A fiscalização assume uma importância ainda maior neste universo?
Tem que haver fiscalização: seja na concessão de apoios públicos, subsídios do Estado para a formação de atletas ou para as infraestruturas, quer seja na concessão das licenças a estas academias. Recordo-me que há uns anos, a Federação Portuguesa de Futebol deu um impulso muito importante ao implementar essa legislação. Houve um hiato de vários anos, em que vivemos numa espécie de terra de ninguém, um deserto legislativo, que significava que a formação em Portugal tinha uma carência jurídica. A sanção que a lei atribuía era a inexistência jurídica de todos os contratos. Recordo-me que na altura, quando tinha responsabilidades na Liga Portugal, de ter chamado à atenção de quem liderava a FPF para as consequências potencialmente nefastas e quase diria apocalípticas que decorriam de um primeiro incidente que poderia ocorrer em que fosse alegada a inexistência jurídica desses contratos de formação porque as academias ou as entidades formadoras não estavam legalmente certificadas.

Agora vai ser necessário apertar a malha?
Houve uma evolução positiva mas este caso veio trazer à tona um conjunto de preocupações que têm de ser encaradas e não podem ser ignoradas. Os problemas não devem ser escondidos ou ignorados, têm que ser enfrentados e discutidos com maturidade e espírito construtivo. As entidades desportivas já se pronunciaram e vão afinal a malha com a colocação em prática de um conjunto de ações para evitar que situações destas se voltem a repetir. O próprio Estado tem aqui uma grande responsabilidade. Aliás, Portugal está numa posição de grande vulnerabilidade porque faz parte de um triângulo de países onde o tráfico e o movimento irregular de atletas (sobretudo jovens) é tradicional, é clássico e é conhecido. Estamos a falar da América Latina com o vértice do Brasil, da Europa com Portugal como porta de entrada e de África. Ou seja, estas matérias não são novas e requerem uma atuação concertada e orientada para a ação, um diálogo permanente entre todas as partes envolvidas: clubes e o resto da indústria. Se este caso é grave? É gravíssimo e deve ser levado até às últimas consequências mas devem ser tiradas ilações para aperfeiçoar o funcionamento e a governança de todo esse sistema. Na Sports Integrity Global Alliance (SIGA) temos um conjunto de standards universais que abarca também a questão do desenvolvimento da formação e da proteção de menores. Convidamos todas as partes interessadas em dialogar connosco porque estamos aqui para trazer soluções para os problemas. Esta autêntica ‘bala de prata’ não pode ser ignorada, sobretudo num momento destes.

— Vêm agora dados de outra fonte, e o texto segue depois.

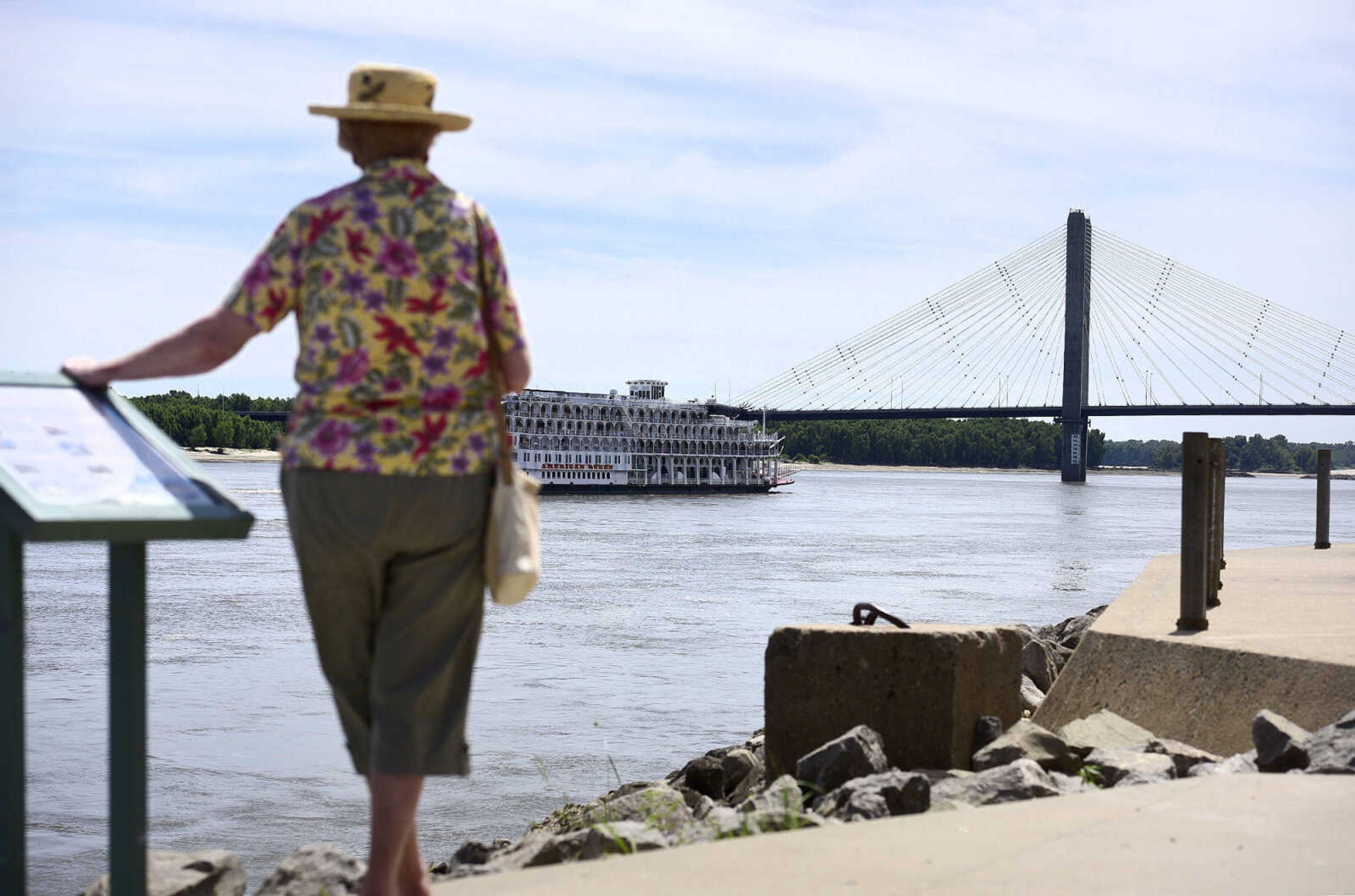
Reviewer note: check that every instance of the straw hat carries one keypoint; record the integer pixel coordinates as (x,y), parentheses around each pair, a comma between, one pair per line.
(392,94)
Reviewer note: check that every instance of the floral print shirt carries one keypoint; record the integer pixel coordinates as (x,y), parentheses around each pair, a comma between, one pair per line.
(385,277)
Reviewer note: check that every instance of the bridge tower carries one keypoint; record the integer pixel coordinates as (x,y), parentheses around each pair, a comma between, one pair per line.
(1078,289)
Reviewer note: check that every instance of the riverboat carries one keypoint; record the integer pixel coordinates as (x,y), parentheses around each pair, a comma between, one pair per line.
(584,443)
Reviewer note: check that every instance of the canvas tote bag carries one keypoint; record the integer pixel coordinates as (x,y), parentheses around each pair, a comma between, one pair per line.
(513,537)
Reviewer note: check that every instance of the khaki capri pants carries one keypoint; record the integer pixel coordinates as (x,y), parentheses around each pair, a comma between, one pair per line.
(395,585)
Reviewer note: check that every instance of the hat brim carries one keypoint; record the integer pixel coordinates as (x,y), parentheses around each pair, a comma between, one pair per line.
(388,113)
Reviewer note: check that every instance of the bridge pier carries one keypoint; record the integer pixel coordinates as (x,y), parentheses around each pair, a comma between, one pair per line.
(1078,289)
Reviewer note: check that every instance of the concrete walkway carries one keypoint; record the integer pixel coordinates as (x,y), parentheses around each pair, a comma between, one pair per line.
(1285,640)
(1282,640)
(1227,834)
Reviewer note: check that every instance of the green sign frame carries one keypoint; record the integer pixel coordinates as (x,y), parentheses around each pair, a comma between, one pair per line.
(56,487)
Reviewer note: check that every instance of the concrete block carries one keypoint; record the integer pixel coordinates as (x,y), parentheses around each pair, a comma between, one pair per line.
(1284,640)
(922,689)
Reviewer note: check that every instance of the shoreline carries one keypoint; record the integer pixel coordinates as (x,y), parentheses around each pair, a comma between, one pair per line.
(796,467)
(232,456)
(267,456)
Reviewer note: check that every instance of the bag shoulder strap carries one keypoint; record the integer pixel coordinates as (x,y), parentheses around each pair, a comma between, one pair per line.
(495,362)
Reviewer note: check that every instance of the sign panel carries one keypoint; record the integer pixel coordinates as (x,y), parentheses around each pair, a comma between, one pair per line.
(87,465)
(70,451)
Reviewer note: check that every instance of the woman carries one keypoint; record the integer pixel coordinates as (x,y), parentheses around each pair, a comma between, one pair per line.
(390,449)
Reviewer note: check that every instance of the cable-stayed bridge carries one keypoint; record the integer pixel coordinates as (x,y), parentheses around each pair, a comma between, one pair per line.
(1078,324)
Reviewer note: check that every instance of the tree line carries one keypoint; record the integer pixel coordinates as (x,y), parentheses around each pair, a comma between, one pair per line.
(980,443)
(203,422)
(1251,455)
(215,422)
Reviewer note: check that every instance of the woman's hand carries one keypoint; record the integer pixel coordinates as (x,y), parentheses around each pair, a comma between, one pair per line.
(87,372)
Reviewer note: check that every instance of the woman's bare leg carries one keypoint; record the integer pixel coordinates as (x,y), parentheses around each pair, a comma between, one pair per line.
(412,878)
(395,799)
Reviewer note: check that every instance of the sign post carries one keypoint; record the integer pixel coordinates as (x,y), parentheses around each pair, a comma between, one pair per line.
(86,465)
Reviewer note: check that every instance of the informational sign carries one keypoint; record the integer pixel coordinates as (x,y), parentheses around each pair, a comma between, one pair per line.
(70,451)
(79,464)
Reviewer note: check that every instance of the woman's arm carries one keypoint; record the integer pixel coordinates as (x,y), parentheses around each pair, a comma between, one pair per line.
(517,369)
(200,348)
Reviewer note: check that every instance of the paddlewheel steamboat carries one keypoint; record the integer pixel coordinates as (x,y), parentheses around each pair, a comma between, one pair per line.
(637,443)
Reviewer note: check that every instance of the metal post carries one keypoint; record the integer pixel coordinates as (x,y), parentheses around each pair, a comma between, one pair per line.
(1076,320)
(1194,530)
(1324,499)
(128,719)
(13,817)
(1217,469)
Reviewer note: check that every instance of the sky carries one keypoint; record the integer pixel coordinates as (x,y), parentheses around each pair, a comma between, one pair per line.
(701,192)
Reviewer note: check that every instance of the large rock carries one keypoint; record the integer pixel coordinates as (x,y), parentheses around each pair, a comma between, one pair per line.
(1040,661)
(1070,632)
(316,870)
(1279,743)
(705,776)
(1240,764)
(1021,780)
(1126,768)
(879,796)
(1331,750)
(987,730)
(853,756)
(1030,696)
(1103,731)
(782,795)
(1028,741)
(922,689)
(1184,756)
(1070,784)
(205,873)
(656,806)
(743,772)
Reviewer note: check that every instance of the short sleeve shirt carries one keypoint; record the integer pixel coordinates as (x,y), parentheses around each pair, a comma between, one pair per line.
(385,277)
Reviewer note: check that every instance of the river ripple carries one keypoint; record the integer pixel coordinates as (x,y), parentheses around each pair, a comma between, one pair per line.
(642,648)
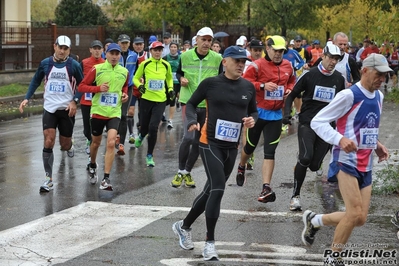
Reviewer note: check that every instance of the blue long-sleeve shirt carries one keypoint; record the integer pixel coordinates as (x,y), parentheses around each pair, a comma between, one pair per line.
(42,71)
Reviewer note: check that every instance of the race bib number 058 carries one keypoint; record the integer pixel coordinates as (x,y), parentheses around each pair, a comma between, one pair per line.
(368,138)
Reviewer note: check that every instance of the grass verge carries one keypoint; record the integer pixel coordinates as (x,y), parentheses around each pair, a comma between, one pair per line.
(16,89)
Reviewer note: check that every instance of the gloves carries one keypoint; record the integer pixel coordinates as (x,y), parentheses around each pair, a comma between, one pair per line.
(171,95)
(141,89)
(287,120)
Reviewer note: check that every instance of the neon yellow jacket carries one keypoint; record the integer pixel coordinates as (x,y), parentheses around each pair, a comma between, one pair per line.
(156,74)
(196,70)
(108,104)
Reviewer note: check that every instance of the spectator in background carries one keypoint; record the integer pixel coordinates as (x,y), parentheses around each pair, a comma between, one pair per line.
(186,46)
(107,42)
(96,50)
(369,50)
(316,52)
(60,102)
(167,39)
(128,59)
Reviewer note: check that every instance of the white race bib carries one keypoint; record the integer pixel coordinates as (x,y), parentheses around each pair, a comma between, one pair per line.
(109,99)
(88,96)
(57,87)
(323,94)
(174,76)
(227,131)
(275,95)
(368,138)
(155,85)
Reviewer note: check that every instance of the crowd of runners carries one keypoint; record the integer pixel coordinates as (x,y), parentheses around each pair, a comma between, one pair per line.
(228,98)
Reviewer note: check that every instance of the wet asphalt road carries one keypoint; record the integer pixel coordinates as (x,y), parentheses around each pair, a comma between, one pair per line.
(134,184)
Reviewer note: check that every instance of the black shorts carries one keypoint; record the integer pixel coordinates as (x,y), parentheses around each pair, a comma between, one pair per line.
(61,120)
(97,125)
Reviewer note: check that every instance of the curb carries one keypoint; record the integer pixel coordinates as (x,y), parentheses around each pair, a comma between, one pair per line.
(36,95)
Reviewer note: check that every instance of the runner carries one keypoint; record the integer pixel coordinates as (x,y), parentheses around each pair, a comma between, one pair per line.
(156,84)
(230,104)
(110,89)
(195,65)
(61,74)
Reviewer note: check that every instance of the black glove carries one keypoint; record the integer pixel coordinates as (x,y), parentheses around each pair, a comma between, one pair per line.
(141,89)
(171,95)
(287,120)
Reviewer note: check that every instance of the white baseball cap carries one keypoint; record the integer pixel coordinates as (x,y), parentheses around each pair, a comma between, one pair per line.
(240,41)
(205,31)
(63,40)
(332,49)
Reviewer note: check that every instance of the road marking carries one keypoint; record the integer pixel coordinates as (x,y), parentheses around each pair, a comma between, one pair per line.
(65,235)
(279,254)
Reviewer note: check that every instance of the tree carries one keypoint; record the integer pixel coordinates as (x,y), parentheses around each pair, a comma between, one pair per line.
(42,10)
(283,15)
(79,13)
(181,14)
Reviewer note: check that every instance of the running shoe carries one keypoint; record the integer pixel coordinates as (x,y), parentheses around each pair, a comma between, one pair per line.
(88,147)
(295,204)
(184,235)
(71,152)
(210,252)
(177,180)
(106,184)
(188,180)
(395,219)
(267,195)
(117,141)
(240,178)
(309,230)
(138,142)
(319,172)
(150,160)
(251,162)
(121,149)
(132,139)
(93,174)
(47,185)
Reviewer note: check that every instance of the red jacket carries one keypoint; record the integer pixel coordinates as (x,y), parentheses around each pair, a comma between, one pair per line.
(263,71)
(87,64)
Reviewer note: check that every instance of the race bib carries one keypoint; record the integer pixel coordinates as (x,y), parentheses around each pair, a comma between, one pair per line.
(368,138)
(174,76)
(155,85)
(88,96)
(227,131)
(276,95)
(57,87)
(109,99)
(323,94)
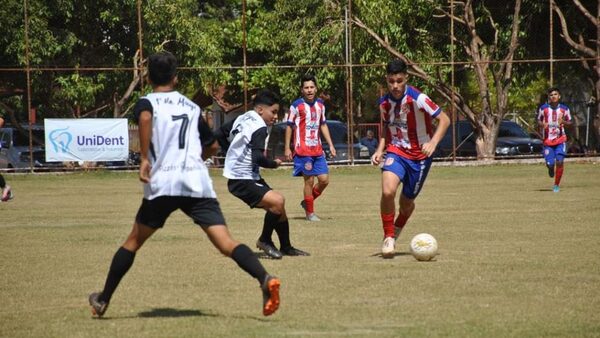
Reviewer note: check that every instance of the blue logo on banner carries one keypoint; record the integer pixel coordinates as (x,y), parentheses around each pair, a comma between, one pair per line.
(60,139)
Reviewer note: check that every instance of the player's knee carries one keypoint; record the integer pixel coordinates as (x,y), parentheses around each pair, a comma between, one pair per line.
(388,194)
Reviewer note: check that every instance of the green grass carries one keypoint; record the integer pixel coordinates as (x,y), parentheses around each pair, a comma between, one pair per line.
(515,260)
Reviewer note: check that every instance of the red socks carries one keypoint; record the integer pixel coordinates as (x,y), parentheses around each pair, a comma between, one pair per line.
(310,204)
(400,221)
(388,224)
(316,193)
(558,174)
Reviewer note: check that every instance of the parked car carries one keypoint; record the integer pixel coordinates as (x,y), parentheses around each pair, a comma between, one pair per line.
(15,147)
(512,141)
(339,137)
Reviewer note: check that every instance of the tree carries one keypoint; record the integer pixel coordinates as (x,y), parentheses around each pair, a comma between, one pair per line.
(586,28)
(491,40)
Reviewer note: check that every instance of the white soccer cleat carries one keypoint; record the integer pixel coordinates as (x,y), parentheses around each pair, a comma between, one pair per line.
(397,231)
(388,248)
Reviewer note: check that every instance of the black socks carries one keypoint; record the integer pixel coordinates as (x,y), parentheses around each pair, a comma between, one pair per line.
(245,259)
(121,263)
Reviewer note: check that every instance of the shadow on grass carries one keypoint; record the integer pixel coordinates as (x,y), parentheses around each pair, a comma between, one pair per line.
(174,313)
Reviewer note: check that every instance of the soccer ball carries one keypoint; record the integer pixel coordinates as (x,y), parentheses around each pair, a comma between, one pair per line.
(423,247)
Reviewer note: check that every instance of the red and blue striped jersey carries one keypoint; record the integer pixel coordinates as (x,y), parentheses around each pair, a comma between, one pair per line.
(407,122)
(306,119)
(554,133)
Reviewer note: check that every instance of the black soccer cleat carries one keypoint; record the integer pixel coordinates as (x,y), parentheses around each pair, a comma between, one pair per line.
(98,306)
(270,289)
(269,249)
(291,251)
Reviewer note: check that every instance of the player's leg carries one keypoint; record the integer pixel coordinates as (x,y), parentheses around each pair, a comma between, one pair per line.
(389,185)
(274,203)
(252,193)
(151,216)
(549,158)
(322,183)
(5,192)
(559,154)
(413,182)
(308,203)
(316,168)
(206,212)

Nesse sentido, os testes de integridade são fundamentais.
Não basta ter a vontade de ser dirigente para que isso se torne efetivo. Têm que existir requisitos neste processo: de aptidão e de integridade. Algo que não se passa em Portugal! Em Portugal, para se ser dirigente, seja de uma Liga, de uma Federação ou de um clube ou associação, não se requerem testes de integridade. Recomendamos que esse requisito seja absolutamente fundamental. É uma medida de sanidade básica, elementar. Pode-se dizer que a lei não o prevê mas a autonomia desportiva que a lei atribuí às organizações desportivas deve ser suficiente para que se possa apertar a malha. Os testes de integridade são absolutamente essenciais para todos os níveis da esfera orgânica desportiva e em especial para quem lida com seres humanos extremamente vulneráveis. Isto é incompreensível. Há medidas que não podem ser mais adiadas e esta é uma delas.